I thought at first that the continued noise, the pressure, had
deafened me. Then I heard a soft sound from the pony. He pushed
against me, backing into the open.
Above, it was once more dawn. The dark clouds, tattered as my
father's death banner, faded into nothingness. Had it been so long
we had been pent there? I stumbled after the pony into the quiet
open.
The air no longer held that acridness which had tortured our
breathing, but was fresh and cool. And there was a curious — I
could only define it as emptiness — in it.
I must see what had happened below. That thought drove me.

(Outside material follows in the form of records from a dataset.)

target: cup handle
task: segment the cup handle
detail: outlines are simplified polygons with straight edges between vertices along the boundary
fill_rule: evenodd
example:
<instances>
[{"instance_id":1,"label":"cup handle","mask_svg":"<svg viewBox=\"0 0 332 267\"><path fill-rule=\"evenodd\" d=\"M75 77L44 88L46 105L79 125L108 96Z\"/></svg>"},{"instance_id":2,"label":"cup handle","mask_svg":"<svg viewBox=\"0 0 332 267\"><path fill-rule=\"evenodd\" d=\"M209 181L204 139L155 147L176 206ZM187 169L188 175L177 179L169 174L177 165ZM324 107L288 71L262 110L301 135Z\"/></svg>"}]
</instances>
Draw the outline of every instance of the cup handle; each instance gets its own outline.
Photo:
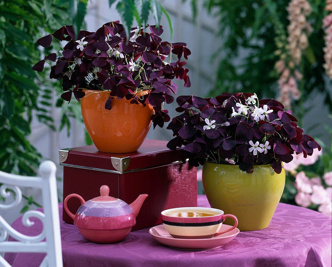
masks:
<instances>
[{"instance_id":1,"label":"cup handle","mask_svg":"<svg viewBox=\"0 0 332 267\"><path fill-rule=\"evenodd\" d=\"M83 199L83 197L77 194L71 194L70 195L68 195L66 197L66 198L64 199L64 201L63 201L63 207L64 208L64 210L70 217L73 220L74 220L75 219L75 215L72 213L70 212L70 211L68 209L68 207L67 206L67 203L68 202L68 200L72 197L76 197L79 199L80 201L81 201L81 205L83 205L85 203L85 201Z\"/></svg>"},{"instance_id":2,"label":"cup handle","mask_svg":"<svg viewBox=\"0 0 332 267\"><path fill-rule=\"evenodd\" d=\"M236 228L238 222L237 221L237 218L234 216L234 215L232 215L232 214L225 214L225 215L222 216L222 221L225 221L225 219L227 217L230 217L231 218L232 218L234 219L234 221L235 221L235 224L234 224L234 226L232 227L231 227L227 230L225 230L224 231L223 231L222 232L218 232L215 234L214 236L217 236L218 235L222 234L225 234L225 233L226 233L227 232L229 232L230 231L231 231L233 229L235 229Z\"/></svg>"}]
</instances>

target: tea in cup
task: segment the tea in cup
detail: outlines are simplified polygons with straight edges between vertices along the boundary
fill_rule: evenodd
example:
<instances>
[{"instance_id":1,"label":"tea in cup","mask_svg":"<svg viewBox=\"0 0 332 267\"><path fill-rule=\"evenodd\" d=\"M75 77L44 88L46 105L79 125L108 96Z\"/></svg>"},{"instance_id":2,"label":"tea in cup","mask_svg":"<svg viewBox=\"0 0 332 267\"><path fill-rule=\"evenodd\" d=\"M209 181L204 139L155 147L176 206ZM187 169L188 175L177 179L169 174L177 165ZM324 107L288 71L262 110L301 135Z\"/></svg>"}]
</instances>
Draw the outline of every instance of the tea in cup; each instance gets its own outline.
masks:
<instances>
[{"instance_id":1,"label":"tea in cup","mask_svg":"<svg viewBox=\"0 0 332 267\"><path fill-rule=\"evenodd\" d=\"M219 232L227 217L235 221L232 227ZM161 212L165 228L174 238L211 238L231 231L237 226L237 219L231 214L224 214L221 210L212 208L176 208Z\"/></svg>"}]
</instances>

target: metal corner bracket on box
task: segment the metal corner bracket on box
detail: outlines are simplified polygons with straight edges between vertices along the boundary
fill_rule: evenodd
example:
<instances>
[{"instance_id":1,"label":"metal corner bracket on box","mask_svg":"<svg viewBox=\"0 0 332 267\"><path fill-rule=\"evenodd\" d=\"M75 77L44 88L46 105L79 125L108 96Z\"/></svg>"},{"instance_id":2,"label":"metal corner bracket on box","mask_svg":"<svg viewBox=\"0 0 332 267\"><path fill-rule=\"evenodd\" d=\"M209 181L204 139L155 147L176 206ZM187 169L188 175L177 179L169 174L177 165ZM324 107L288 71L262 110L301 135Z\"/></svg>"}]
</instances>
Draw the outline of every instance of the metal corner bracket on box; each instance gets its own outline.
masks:
<instances>
[{"instance_id":1,"label":"metal corner bracket on box","mask_svg":"<svg viewBox=\"0 0 332 267\"><path fill-rule=\"evenodd\" d=\"M60 149L59 151L59 161L60 162L60 165L68 167L72 167L73 168L79 168L82 169L93 170L99 170L101 171L105 171L107 172L111 172L114 173L118 173L118 174L123 174L123 173L127 172L133 172L141 170L142 169L150 169L152 168L156 168L161 166L172 165L182 162L181 161L178 161L166 164L152 166L147 168L135 169L129 170L126 171L126 170L127 169L127 168L129 166L130 157L126 157L125 158L116 158L112 157L111 158L111 163L112 164L112 166L113 166L113 167L116 170L113 170L108 169L101 169L99 168L94 168L92 167L79 166L79 165L65 163L65 162L67 160L67 158L68 157L68 154L70 150L71 149L70 148L64 148L63 149Z\"/></svg>"}]
</instances>

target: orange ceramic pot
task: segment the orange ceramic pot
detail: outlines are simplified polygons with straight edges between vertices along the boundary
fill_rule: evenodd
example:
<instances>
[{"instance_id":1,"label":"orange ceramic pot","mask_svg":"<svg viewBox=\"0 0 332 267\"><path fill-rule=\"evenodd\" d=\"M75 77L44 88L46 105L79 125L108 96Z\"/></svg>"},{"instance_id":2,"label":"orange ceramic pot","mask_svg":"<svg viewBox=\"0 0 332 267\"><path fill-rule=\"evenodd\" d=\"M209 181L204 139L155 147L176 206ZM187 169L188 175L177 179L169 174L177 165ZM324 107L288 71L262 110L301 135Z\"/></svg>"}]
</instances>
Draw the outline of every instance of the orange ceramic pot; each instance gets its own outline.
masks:
<instances>
[{"instance_id":1,"label":"orange ceramic pot","mask_svg":"<svg viewBox=\"0 0 332 267\"><path fill-rule=\"evenodd\" d=\"M83 121L98 150L109 153L128 153L138 149L149 131L153 114L152 106L130 104L125 98L112 100L105 108L109 91L83 90L81 99ZM139 94L147 94L148 92Z\"/></svg>"}]
</instances>

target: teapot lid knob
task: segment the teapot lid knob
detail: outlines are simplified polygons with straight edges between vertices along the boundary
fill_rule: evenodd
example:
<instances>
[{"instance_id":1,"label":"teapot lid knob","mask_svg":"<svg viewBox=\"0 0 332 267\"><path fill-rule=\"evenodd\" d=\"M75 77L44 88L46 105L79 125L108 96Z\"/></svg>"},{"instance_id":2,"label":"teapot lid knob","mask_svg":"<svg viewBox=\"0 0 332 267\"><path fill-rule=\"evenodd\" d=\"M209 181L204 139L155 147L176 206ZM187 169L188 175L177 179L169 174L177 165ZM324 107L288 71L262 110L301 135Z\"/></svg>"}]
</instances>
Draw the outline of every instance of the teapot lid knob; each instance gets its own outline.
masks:
<instances>
[{"instance_id":1,"label":"teapot lid knob","mask_svg":"<svg viewBox=\"0 0 332 267\"><path fill-rule=\"evenodd\" d=\"M107 185L102 185L100 187L100 196L91 200L93 202L110 202L117 201L117 199L109 196L110 188Z\"/></svg>"},{"instance_id":2,"label":"teapot lid knob","mask_svg":"<svg viewBox=\"0 0 332 267\"><path fill-rule=\"evenodd\" d=\"M110 195L110 188L107 185L102 185L100 187L100 195L107 197Z\"/></svg>"}]
</instances>

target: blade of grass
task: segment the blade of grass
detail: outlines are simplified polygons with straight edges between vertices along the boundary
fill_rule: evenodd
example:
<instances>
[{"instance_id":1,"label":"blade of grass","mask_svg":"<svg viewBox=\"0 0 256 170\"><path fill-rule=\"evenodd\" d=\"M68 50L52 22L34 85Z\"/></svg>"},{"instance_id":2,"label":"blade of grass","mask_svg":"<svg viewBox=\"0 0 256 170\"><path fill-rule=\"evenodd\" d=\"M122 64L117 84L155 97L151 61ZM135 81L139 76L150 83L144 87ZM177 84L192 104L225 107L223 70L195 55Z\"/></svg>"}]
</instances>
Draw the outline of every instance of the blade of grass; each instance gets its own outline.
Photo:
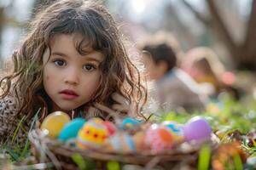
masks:
<instances>
[{"instance_id":1,"label":"blade of grass","mask_svg":"<svg viewBox=\"0 0 256 170\"><path fill-rule=\"evenodd\" d=\"M198 170L209 169L210 157L211 157L210 146L207 144L203 145L199 152Z\"/></svg>"},{"instance_id":2,"label":"blade of grass","mask_svg":"<svg viewBox=\"0 0 256 170\"><path fill-rule=\"evenodd\" d=\"M38 114L41 110L41 108L38 109L38 110L37 111L36 115L34 116L33 117L33 120L32 120L32 122L30 126L30 129L28 131L28 133L30 133L32 131L32 129L33 128L35 123L36 123L36 121L38 121ZM25 147L21 152L21 155L20 156L23 157L25 156L26 153L27 153L27 149L28 149L28 146L29 146L29 140L28 140L28 137L26 137L26 144L25 144Z\"/></svg>"},{"instance_id":3,"label":"blade of grass","mask_svg":"<svg viewBox=\"0 0 256 170\"><path fill-rule=\"evenodd\" d=\"M242 162L240 158L239 154L236 154L234 156L234 164L235 164L235 168L236 170L241 170L242 169Z\"/></svg>"}]
</instances>

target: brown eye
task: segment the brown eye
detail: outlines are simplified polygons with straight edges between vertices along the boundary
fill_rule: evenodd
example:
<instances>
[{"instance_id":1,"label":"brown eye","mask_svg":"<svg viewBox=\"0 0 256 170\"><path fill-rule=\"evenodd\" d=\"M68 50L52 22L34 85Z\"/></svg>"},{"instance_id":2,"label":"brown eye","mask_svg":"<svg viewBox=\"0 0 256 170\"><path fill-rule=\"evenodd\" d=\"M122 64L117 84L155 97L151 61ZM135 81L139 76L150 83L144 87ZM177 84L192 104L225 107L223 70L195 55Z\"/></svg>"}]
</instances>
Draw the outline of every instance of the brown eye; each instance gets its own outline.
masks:
<instances>
[{"instance_id":1,"label":"brown eye","mask_svg":"<svg viewBox=\"0 0 256 170\"><path fill-rule=\"evenodd\" d=\"M91 64L86 64L83 66L83 69L85 71L92 71L96 70L96 66L94 65L91 65Z\"/></svg>"},{"instance_id":2,"label":"brown eye","mask_svg":"<svg viewBox=\"0 0 256 170\"><path fill-rule=\"evenodd\" d=\"M54 63L57 66L65 66L67 65L66 62L62 60L54 60Z\"/></svg>"}]
</instances>

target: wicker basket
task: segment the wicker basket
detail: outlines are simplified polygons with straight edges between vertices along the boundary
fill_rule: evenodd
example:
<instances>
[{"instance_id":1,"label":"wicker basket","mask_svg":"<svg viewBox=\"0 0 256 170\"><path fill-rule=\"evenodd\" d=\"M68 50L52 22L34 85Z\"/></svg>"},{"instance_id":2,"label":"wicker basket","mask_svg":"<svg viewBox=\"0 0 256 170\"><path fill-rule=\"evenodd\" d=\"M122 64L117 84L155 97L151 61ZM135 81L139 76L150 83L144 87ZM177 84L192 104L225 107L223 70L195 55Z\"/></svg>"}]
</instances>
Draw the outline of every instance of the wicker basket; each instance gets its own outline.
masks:
<instances>
[{"instance_id":1,"label":"wicker basket","mask_svg":"<svg viewBox=\"0 0 256 170\"><path fill-rule=\"evenodd\" d=\"M33 154L38 162L52 162L56 169L79 169L73 156L80 156L84 160L92 160L96 169L107 169L109 161L119 162L121 166L132 164L146 169L155 166L161 169L180 169L181 165L196 167L198 153L201 144L183 143L173 150L161 154L149 151L140 153L120 154L96 150L81 150L63 144L57 139L46 137L40 129L34 129L29 133ZM218 142L211 141L214 149ZM193 169L193 168L192 168Z\"/></svg>"}]
</instances>

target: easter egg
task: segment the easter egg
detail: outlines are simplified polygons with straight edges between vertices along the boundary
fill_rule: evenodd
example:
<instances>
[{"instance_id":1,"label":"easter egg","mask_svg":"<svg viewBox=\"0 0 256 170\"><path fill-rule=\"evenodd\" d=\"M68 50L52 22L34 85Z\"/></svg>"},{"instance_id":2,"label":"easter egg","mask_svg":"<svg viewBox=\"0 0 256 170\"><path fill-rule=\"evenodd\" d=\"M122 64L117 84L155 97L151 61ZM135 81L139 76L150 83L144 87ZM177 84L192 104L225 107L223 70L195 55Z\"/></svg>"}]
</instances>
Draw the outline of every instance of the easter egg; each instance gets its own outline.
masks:
<instances>
[{"instance_id":1,"label":"easter egg","mask_svg":"<svg viewBox=\"0 0 256 170\"><path fill-rule=\"evenodd\" d=\"M110 150L115 152L131 153L136 150L132 137L125 132L117 132L108 139L108 143L110 144Z\"/></svg>"},{"instance_id":2,"label":"easter egg","mask_svg":"<svg viewBox=\"0 0 256 170\"><path fill-rule=\"evenodd\" d=\"M161 125L169 130L177 142L183 141L184 136L182 125L172 121L164 121Z\"/></svg>"},{"instance_id":3,"label":"easter egg","mask_svg":"<svg viewBox=\"0 0 256 170\"><path fill-rule=\"evenodd\" d=\"M159 153L173 145L174 137L164 127L153 124L146 132L145 143L152 151Z\"/></svg>"},{"instance_id":4,"label":"easter egg","mask_svg":"<svg viewBox=\"0 0 256 170\"><path fill-rule=\"evenodd\" d=\"M206 119L195 116L185 124L183 132L187 141L205 140L211 138L212 128Z\"/></svg>"},{"instance_id":5,"label":"easter egg","mask_svg":"<svg viewBox=\"0 0 256 170\"><path fill-rule=\"evenodd\" d=\"M104 144L108 133L104 121L97 117L91 118L79 130L77 145L82 149L98 148Z\"/></svg>"},{"instance_id":6,"label":"easter egg","mask_svg":"<svg viewBox=\"0 0 256 170\"><path fill-rule=\"evenodd\" d=\"M144 131L138 131L132 136L137 151L143 151L145 149L145 136Z\"/></svg>"},{"instance_id":7,"label":"easter egg","mask_svg":"<svg viewBox=\"0 0 256 170\"><path fill-rule=\"evenodd\" d=\"M85 119L75 118L71 122L67 122L58 136L58 139L63 142L70 139L76 138L79 129L83 127L85 122Z\"/></svg>"},{"instance_id":8,"label":"easter egg","mask_svg":"<svg viewBox=\"0 0 256 170\"><path fill-rule=\"evenodd\" d=\"M108 129L108 136L112 136L116 132L116 127L112 122L104 121L104 125L107 127Z\"/></svg>"},{"instance_id":9,"label":"easter egg","mask_svg":"<svg viewBox=\"0 0 256 170\"><path fill-rule=\"evenodd\" d=\"M120 128L121 129L129 129L129 128L131 128L134 126L137 126L139 124L140 124L140 122L138 120L136 120L131 117L125 117L120 125Z\"/></svg>"},{"instance_id":10,"label":"easter egg","mask_svg":"<svg viewBox=\"0 0 256 170\"><path fill-rule=\"evenodd\" d=\"M67 113L55 111L48 115L41 124L41 130L50 137L56 138L65 124L70 121Z\"/></svg>"}]
</instances>

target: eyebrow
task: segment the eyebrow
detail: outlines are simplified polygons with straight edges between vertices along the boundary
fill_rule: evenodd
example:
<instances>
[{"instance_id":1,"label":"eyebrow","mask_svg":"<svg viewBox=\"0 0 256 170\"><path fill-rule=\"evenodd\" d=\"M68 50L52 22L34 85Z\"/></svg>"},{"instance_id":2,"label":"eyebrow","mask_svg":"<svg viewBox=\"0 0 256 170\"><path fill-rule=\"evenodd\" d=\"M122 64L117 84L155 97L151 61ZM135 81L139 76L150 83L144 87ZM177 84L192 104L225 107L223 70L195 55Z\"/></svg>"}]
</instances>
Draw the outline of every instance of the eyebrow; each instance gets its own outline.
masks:
<instances>
[{"instance_id":1,"label":"eyebrow","mask_svg":"<svg viewBox=\"0 0 256 170\"><path fill-rule=\"evenodd\" d=\"M60 56L65 57L65 58L67 57L67 54L63 54L63 53L61 53L61 52L53 52L51 54L52 54L52 55L60 55ZM89 61L96 61L96 62L98 62L98 63L101 63L101 62L102 62L101 60L98 60L98 59L96 59L96 58L95 58L95 57L90 57L90 56L85 56L85 57L86 57L86 60L89 60Z\"/></svg>"}]
</instances>

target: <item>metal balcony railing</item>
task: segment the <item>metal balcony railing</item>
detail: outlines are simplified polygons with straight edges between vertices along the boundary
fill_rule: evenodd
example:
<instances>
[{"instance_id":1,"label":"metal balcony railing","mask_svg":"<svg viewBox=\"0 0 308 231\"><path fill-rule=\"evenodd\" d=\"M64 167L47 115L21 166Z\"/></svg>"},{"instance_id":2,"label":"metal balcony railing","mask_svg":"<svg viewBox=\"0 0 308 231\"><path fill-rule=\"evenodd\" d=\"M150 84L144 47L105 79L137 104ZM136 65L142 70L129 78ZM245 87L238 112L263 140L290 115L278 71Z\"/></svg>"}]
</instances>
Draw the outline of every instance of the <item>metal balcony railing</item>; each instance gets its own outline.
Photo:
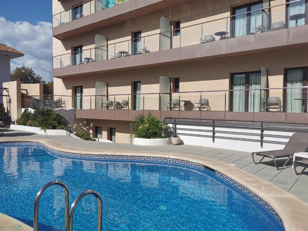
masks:
<instances>
[{"instance_id":1,"label":"metal balcony railing","mask_svg":"<svg viewBox=\"0 0 308 231\"><path fill-rule=\"evenodd\" d=\"M308 5L302 3L303 2L303 0L296 0L138 38L55 56L53 68L125 58L231 38L256 36L260 33L305 25L308 22L308 14L305 11ZM300 5L297 8L300 9L294 10L292 4L294 4Z\"/></svg>"},{"instance_id":2,"label":"metal balcony railing","mask_svg":"<svg viewBox=\"0 0 308 231\"><path fill-rule=\"evenodd\" d=\"M308 87L303 86L74 97L25 96L22 106L34 109L41 106L103 110L306 112L307 91Z\"/></svg>"}]
</instances>

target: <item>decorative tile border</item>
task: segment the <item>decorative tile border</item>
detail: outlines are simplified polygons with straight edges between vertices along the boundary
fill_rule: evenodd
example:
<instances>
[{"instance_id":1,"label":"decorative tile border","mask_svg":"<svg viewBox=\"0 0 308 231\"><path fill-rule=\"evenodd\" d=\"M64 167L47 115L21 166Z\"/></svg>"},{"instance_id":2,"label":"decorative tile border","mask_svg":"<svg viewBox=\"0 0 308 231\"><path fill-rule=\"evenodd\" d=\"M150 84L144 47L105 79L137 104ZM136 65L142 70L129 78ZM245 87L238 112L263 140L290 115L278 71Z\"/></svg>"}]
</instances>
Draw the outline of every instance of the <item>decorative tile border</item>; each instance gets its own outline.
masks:
<instances>
[{"instance_id":1,"label":"decorative tile border","mask_svg":"<svg viewBox=\"0 0 308 231\"><path fill-rule=\"evenodd\" d=\"M223 174L222 174L217 171L215 171L215 172L216 173L216 176L217 176L224 180L225 181L226 181L229 184L234 186L245 194L248 195L249 197L260 204L265 209L268 211L272 216L274 217L274 218L277 220L279 224L280 224L280 225L281 225L281 226L283 229L284 230L285 230L285 227L283 225L283 223L282 223L282 221L281 220L281 219L280 219L280 217L278 216L278 215L276 213L276 212L275 211L275 210L268 204L250 190L238 184L237 182L233 180L228 177L226 176Z\"/></svg>"},{"instance_id":2,"label":"decorative tile border","mask_svg":"<svg viewBox=\"0 0 308 231\"><path fill-rule=\"evenodd\" d=\"M53 154L56 155L62 156L69 156L71 157L76 158L163 163L172 164L174 164L184 165L188 167L196 168L199 169L208 169L212 170L212 169L201 164L197 164L183 160L166 159L165 158L133 156L105 156L103 155L95 155L69 153L57 151L55 149L49 148L44 144L38 142L0 142L0 145L27 145L31 146L38 146L47 149ZM275 219L280 224L280 225L283 229L284 230L285 230L283 224L280 217L268 204L251 191L238 184L236 181L233 180L232 179L220 172L217 171L215 171L215 172L217 176L224 180L225 181L226 181L230 184L235 187L235 188L243 192L245 194L248 195L249 197L262 205L265 209L269 212L271 215L274 217Z\"/></svg>"}]
</instances>

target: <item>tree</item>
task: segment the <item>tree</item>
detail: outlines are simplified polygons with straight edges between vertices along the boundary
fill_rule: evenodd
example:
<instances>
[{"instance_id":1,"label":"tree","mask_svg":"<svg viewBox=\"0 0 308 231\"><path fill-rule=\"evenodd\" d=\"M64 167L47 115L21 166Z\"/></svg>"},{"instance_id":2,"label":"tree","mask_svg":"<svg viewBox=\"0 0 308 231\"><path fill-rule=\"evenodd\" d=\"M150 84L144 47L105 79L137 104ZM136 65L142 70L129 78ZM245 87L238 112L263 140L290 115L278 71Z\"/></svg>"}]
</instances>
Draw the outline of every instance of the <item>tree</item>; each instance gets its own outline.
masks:
<instances>
[{"instance_id":1,"label":"tree","mask_svg":"<svg viewBox=\"0 0 308 231\"><path fill-rule=\"evenodd\" d=\"M18 81L22 83L43 83L44 95L54 94L54 82L46 83L42 79L42 76L37 75L32 68L22 66L17 67L11 72L11 81Z\"/></svg>"},{"instance_id":2,"label":"tree","mask_svg":"<svg viewBox=\"0 0 308 231\"><path fill-rule=\"evenodd\" d=\"M51 81L46 83L44 83L43 86L44 95L53 95L54 94L53 81Z\"/></svg>"},{"instance_id":3,"label":"tree","mask_svg":"<svg viewBox=\"0 0 308 231\"><path fill-rule=\"evenodd\" d=\"M45 83L42 76L37 75L32 68L22 66L16 67L11 72L11 81L19 81L22 83Z\"/></svg>"}]
</instances>

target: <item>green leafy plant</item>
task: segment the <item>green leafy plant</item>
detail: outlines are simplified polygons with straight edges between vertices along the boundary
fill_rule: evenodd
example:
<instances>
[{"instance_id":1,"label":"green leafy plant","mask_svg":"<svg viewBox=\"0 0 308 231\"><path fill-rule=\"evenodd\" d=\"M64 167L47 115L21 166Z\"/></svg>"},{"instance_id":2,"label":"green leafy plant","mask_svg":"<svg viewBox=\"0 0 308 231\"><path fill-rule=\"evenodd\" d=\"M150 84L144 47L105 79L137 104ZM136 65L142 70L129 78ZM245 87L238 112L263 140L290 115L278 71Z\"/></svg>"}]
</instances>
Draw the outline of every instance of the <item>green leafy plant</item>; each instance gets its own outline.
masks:
<instances>
[{"instance_id":1,"label":"green leafy plant","mask_svg":"<svg viewBox=\"0 0 308 231\"><path fill-rule=\"evenodd\" d=\"M163 124L159 119L150 112L136 115L132 123L134 137L144 139L168 138L170 128Z\"/></svg>"},{"instance_id":2,"label":"green leafy plant","mask_svg":"<svg viewBox=\"0 0 308 231\"><path fill-rule=\"evenodd\" d=\"M3 121L3 117L6 115L6 113L5 112L5 108L4 105L3 103L0 103L0 121Z\"/></svg>"},{"instance_id":3,"label":"green leafy plant","mask_svg":"<svg viewBox=\"0 0 308 231\"><path fill-rule=\"evenodd\" d=\"M74 135L79 138L85 140L90 140L91 141L96 141L96 140L92 138L90 136L90 134L86 132L76 132Z\"/></svg>"},{"instance_id":4,"label":"green leafy plant","mask_svg":"<svg viewBox=\"0 0 308 231\"><path fill-rule=\"evenodd\" d=\"M39 127L45 132L47 129L63 129L67 124L65 117L49 107L37 107L31 114L30 120L33 126Z\"/></svg>"},{"instance_id":5,"label":"green leafy plant","mask_svg":"<svg viewBox=\"0 0 308 231\"><path fill-rule=\"evenodd\" d=\"M15 122L19 125L27 126L27 123L30 120L32 114L28 108L26 108L21 114L20 117Z\"/></svg>"}]
</instances>

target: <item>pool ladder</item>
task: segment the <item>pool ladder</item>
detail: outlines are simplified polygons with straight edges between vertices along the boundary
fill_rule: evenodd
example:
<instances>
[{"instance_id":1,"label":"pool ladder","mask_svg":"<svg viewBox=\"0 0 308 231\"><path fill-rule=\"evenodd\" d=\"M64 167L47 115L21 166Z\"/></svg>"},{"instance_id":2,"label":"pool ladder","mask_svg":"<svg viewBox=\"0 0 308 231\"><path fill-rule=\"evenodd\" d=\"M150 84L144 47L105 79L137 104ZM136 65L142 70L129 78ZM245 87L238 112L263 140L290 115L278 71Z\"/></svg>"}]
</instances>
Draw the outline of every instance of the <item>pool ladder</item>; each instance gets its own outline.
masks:
<instances>
[{"instance_id":1,"label":"pool ladder","mask_svg":"<svg viewBox=\"0 0 308 231\"><path fill-rule=\"evenodd\" d=\"M64 225L65 231L72 231L73 216L77 204L81 200L88 194L93 195L97 200L98 204L98 221L97 225L98 231L102 231L102 198L100 195L94 190L86 190L81 193L75 199L71 206L69 211L69 193L68 189L66 185L60 180L54 180L47 183L43 186L38 191L35 200L34 200L34 209L33 211L33 231L38 231L38 202L42 194L47 188L52 185L59 185L61 186L64 190L65 197L65 221Z\"/></svg>"}]
</instances>

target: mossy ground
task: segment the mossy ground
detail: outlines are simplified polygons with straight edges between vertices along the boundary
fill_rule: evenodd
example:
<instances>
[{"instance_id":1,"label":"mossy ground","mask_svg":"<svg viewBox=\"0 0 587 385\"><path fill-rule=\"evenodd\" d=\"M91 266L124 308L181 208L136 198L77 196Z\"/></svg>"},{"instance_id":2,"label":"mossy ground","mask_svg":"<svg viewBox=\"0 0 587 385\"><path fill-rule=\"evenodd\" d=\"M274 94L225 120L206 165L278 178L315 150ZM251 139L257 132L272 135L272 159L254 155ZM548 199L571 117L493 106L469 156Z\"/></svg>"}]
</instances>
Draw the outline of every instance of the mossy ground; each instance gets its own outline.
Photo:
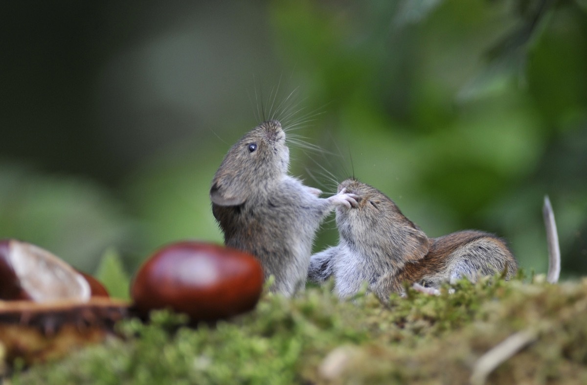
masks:
<instances>
[{"instance_id":1,"label":"mossy ground","mask_svg":"<svg viewBox=\"0 0 587 385\"><path fill-rule=\"evenodd\" d=\"M331 287L310 288L294 299L264 295L248 314L197 327L158 312L148 324L121 323L125 339L7 382L468 383L484 354L527 332L532 337L500 360L488 383L587 383L587 279L531 281L463 281L439 296L410 291L389 307L372 295L340 302Z\"/></svg>"}]
</instances>

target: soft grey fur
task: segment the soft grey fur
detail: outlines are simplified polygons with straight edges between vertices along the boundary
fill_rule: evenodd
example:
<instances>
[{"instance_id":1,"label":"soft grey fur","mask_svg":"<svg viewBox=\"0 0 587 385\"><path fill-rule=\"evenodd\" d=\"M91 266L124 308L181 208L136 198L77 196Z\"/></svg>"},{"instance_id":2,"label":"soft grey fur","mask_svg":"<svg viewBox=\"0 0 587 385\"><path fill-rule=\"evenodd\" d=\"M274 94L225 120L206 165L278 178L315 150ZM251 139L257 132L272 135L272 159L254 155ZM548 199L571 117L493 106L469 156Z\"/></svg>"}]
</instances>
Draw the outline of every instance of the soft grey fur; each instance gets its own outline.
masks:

Leading Hiku along the narrow rim of the dale, I headed back toward
the Giant's Fist. These heights had been scoured. Vast areas of
trees and brush had been simply torn away, leaving scars in the
earth to mark their former rooting.
So obvious were these signs of destruction, I was prepared in
part for what I did sight at the foot of the heights. Yet it was
far worse than I expected.
Part of the keep still stood, though its outline was not that of
a complete building any longer. About it was water — a great sheet
of water on the surface of which floated a covering of wreckage,
perhaps part of it ships, part the houses of Ulmsport, but too
tangled to be identified with any surety. And that water came from
the east — the sea had claimed most of Ulmsdale.
Had those below escaped? I could see no signs of life. The
village was under water save for a roof or two. So the disaster
those below had wantonly summoned had fallen.
Were they caught up in the maelstrom of the force they could not
control? That I hoped. But that Ulmsdale as I had known it was
dead, was manifest. No man could have a future here. For I believed
that what the sea had won, it would not surrender. If the invaders
thought to use this as a foothold, they were defeated.
I turned my face from that lump which had been the keep, and so
from the past. In a way, I still had a duty laid upon me — I must
learn how it fared with Joisan. And then — there lay the south and
the long, long battles to come.
Thus I tramped away from the Fist with no desire to look again
at the ruin in the dale, and my heart was sore, not for any loss of
mine, for I had never truly felt that it was my holding, but for
the wreckage of all my father had cherished and sought by every
means he knew to protect. And I think I cursed as I went, though
silently, those who had done this thing.